> Folk Music > Songs > The Virginian Lover

The Virginian Lover / The Silk Merchant’s Daughter

[ Roud 420 ; Ballad Index ShAp2124 ; trad.]

Cecil Sharp: English Folk Songs From the Southern Appalachians

Arthur Kyle Davis in Folk-Songs of Virginia lists Pretty Nancy, O with the first line “I am a man of honor, and from Virginia I came” as a version of The Virginian Lover. It was collected by Mr. E.J. Sutherland of Clintwood, Virginia on 17 March 1935 from Mr. M.C. Sutherland of Colley, Virginia, who learned it from his brothers and sisters on Frying Pan about 1890.

Texas Gladden of Salem, Virginia sang a fragment of I Am a Man of Honor to Alan Lomax in August 1941. It was included in 2001 on her Rounder anthology Ballad Legacy. (Note that while Sutherland’s song is listed in the Roud index as #420, Gladden’s is listed as #7124.)

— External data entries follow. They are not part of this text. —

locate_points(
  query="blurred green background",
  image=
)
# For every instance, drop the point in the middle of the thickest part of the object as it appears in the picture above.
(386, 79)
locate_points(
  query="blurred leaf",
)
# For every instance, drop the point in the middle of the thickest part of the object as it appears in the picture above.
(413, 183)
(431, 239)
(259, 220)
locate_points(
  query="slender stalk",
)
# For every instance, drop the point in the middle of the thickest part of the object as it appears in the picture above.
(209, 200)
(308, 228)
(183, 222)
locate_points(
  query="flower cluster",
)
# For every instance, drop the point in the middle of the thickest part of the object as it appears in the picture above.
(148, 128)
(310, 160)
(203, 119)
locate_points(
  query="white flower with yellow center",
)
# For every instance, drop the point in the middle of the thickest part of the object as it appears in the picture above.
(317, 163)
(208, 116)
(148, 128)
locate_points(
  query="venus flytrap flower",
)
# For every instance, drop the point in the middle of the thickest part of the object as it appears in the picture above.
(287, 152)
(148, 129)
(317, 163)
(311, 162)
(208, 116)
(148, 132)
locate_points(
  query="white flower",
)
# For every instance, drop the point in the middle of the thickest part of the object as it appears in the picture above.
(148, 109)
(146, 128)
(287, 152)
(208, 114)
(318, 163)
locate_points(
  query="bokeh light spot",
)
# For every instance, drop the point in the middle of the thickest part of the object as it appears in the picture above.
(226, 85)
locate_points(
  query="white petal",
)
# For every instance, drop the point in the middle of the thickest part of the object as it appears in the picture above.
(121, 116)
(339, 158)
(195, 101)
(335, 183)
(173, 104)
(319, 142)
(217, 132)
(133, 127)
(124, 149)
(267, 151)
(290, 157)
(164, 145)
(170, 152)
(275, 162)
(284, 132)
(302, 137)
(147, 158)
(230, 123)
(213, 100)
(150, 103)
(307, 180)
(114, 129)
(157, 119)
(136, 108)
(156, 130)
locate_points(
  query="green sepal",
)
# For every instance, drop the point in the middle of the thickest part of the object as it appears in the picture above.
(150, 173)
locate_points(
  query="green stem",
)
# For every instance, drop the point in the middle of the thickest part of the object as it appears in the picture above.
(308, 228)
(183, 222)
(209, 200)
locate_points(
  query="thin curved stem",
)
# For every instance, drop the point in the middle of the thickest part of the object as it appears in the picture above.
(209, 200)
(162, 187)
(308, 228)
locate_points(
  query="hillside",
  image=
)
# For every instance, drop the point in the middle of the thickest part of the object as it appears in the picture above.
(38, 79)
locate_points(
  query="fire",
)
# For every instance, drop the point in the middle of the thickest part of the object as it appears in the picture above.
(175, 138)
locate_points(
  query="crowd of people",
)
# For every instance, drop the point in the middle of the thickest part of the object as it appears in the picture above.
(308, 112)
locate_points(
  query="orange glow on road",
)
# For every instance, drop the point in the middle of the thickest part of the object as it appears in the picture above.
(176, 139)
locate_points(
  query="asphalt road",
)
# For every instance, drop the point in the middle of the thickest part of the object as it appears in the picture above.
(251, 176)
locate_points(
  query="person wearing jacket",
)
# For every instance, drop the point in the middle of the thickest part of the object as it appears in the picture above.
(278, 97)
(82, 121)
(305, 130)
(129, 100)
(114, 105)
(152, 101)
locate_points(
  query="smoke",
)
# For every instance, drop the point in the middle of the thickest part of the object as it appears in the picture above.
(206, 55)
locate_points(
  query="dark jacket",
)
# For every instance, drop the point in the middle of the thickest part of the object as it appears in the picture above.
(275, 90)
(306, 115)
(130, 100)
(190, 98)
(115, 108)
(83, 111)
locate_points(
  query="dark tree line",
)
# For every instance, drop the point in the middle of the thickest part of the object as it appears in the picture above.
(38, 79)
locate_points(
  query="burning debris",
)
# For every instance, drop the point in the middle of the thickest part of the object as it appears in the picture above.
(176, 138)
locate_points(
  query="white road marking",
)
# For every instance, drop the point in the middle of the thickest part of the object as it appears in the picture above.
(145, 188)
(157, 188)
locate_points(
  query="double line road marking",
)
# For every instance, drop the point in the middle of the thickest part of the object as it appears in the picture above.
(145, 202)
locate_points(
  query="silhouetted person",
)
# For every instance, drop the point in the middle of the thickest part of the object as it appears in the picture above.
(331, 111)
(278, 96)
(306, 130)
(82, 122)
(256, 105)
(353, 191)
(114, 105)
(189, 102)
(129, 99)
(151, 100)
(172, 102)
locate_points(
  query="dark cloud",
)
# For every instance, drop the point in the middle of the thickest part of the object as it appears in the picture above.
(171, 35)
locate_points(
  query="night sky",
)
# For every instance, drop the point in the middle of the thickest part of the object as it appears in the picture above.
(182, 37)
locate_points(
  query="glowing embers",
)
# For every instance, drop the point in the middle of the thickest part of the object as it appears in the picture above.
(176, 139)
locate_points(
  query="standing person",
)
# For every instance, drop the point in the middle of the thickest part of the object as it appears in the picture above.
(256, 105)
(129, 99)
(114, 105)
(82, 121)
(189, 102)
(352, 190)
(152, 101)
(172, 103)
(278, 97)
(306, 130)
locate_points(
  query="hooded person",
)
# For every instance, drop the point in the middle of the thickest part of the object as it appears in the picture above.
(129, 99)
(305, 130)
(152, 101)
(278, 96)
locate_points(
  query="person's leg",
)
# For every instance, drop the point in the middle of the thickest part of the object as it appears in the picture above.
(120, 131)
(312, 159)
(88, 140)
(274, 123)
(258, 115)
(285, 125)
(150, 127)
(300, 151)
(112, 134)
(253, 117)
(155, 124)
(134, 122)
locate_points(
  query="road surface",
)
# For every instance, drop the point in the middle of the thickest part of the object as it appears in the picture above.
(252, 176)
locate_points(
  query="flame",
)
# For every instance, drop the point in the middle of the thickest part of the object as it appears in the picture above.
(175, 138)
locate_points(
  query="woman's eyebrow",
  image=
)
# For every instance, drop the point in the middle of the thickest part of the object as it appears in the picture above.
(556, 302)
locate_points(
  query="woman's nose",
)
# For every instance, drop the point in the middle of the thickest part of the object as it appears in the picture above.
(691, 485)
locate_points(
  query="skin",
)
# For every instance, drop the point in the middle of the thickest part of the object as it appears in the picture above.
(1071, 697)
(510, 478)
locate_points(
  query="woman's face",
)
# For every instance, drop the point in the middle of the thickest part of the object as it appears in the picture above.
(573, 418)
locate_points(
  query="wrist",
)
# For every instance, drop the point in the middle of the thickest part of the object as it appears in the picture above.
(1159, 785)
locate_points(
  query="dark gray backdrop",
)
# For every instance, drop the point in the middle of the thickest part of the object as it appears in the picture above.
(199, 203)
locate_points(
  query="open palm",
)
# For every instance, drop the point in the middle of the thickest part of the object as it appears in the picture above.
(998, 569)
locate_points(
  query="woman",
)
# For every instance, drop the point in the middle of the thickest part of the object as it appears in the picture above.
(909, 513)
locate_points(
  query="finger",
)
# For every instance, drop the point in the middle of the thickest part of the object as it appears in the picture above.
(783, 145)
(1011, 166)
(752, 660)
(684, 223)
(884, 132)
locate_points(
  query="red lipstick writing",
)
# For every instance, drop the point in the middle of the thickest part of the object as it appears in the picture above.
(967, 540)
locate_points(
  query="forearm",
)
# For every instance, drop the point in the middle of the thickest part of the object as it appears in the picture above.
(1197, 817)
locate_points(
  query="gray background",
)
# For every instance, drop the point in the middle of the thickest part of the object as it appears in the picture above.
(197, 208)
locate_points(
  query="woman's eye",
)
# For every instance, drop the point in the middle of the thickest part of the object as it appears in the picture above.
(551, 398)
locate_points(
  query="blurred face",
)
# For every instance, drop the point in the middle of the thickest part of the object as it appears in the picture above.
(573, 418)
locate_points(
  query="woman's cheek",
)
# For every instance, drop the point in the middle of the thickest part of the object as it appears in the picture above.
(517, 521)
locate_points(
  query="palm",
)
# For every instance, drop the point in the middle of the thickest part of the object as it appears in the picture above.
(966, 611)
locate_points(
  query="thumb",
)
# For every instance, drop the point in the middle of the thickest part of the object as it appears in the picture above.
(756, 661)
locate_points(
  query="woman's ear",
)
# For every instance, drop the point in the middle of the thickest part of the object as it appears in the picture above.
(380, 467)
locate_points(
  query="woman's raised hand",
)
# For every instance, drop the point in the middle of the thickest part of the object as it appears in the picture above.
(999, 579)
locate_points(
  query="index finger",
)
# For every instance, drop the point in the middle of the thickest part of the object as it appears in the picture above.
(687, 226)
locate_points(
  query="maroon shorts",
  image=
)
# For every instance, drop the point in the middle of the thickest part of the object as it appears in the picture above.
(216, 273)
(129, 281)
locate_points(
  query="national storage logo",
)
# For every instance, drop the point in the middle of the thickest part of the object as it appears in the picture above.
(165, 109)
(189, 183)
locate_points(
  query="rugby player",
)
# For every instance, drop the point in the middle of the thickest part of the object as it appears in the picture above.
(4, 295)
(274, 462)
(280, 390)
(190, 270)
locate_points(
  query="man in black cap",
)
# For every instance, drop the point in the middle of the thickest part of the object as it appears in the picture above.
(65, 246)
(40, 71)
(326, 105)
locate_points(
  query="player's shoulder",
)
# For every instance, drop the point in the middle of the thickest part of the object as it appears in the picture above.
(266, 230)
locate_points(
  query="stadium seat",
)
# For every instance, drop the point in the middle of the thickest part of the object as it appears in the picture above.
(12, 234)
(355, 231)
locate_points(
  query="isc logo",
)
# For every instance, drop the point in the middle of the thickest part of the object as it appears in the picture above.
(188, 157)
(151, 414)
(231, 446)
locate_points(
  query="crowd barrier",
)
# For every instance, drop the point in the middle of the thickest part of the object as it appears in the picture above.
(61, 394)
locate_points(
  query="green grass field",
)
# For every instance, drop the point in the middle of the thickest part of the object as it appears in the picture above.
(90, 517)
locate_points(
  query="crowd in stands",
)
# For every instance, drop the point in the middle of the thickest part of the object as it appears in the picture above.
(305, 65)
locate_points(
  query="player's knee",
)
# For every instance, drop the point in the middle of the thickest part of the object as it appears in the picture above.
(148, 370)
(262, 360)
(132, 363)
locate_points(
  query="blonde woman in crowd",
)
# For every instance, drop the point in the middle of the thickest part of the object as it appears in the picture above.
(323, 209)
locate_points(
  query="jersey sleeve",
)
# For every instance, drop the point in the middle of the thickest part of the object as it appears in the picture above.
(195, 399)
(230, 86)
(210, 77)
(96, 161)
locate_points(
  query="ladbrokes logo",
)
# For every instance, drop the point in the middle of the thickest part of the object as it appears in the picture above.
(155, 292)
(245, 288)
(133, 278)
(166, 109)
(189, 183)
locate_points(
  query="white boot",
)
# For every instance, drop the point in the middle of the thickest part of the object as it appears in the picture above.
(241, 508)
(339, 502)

Dellie Norton sang The Silk Merchant’s Daughter to Mike Yates at her home in Sodom Laurel, Madison County, North Carolina on 26 August 1980. This recording was included in 1982 on Yates’ Home Made Music album of Blue Ridge Mountain music from Virginia and North Carolina, Appalachia – The Old Traditions Volume 1 and in 2002 on the Musical Traditions anthology of songs, tunes and stories from Mike Yates’ Appalachian collections, Far in the Mountains Volume 4. Mike Yates noted:

Not the well-known English broadside Silk Merchant’s Daughter (Laws N10, Roud 552) but another, and distinct, song, titled The Virginian Lover by Cecil Sharp (see English Folk Songs From the Southern Appalachians (1932) vol.2, pp.149-50). Sharp collected it in 1916 from Tom Rice, who lived in an area close to where Dellie was living when I met her. Because of Dellie’s free and open-ended melody I have not attempted to put her lines into a verse format. Another recording of Dellie singing this song can be heard on the album High Atmosphere (Rounder CD 0028). According to the notes that accompany this album “what is memorable here is her ornamented style, with pronounced breathing patterns, melodic turns, twists and the vocal flips that she brings to the singing”. Texas Gladden sings a short fragment of the song on Rounder CD 1800 [Ballad Legacy].

Old Spot (Joe Danks and Rowan Piggott) sang The Silk Merchant’s Daughter, “from the singing of Dellie Norton (1898-1993)”, in 2026 on their Scribe album Old Spot II .

Lyrics

Texas Gladden sings I Am a Man of Honor

I am a man of honor
From Virginia I did come.
I courted a pretty fair maiden,
Miss Polly was her name.
I won her affection,
Her love did plainly show.
Her self-conceited brother
Did cause our overthrow.

Dellie Norton sings The Silk Merchant’s Daughter

I am a silkmerchant’s daughter, from London I did came.
I courted a porter, Sweet William was his name.
Her brother being established, so this I do understand,
Said, “Sister, don’t you have him. He’s neither house nor land.
O sister, if you won’t have him, here is two handsome gowns,
Besides two more I’d get you, the best in Cumlers Town.”
This filled her heart with sorrow, she stepped aside and beginned to cry.
Saying, “I’d give all the silks and satin that ever crossed the sea,
So freely would I give them if my friends would all agree.”
When her Sweet William come riding in from town,
Instead of any friendship, all on him she must frown.
“O what’s the matter Polly? What makes you look so sad?
Have you (I) gived you any reason? Or caused you for to be mad?
If I give you any reason, love, it never was my intent,
For you’re the only girl in this wide world I ever loved.”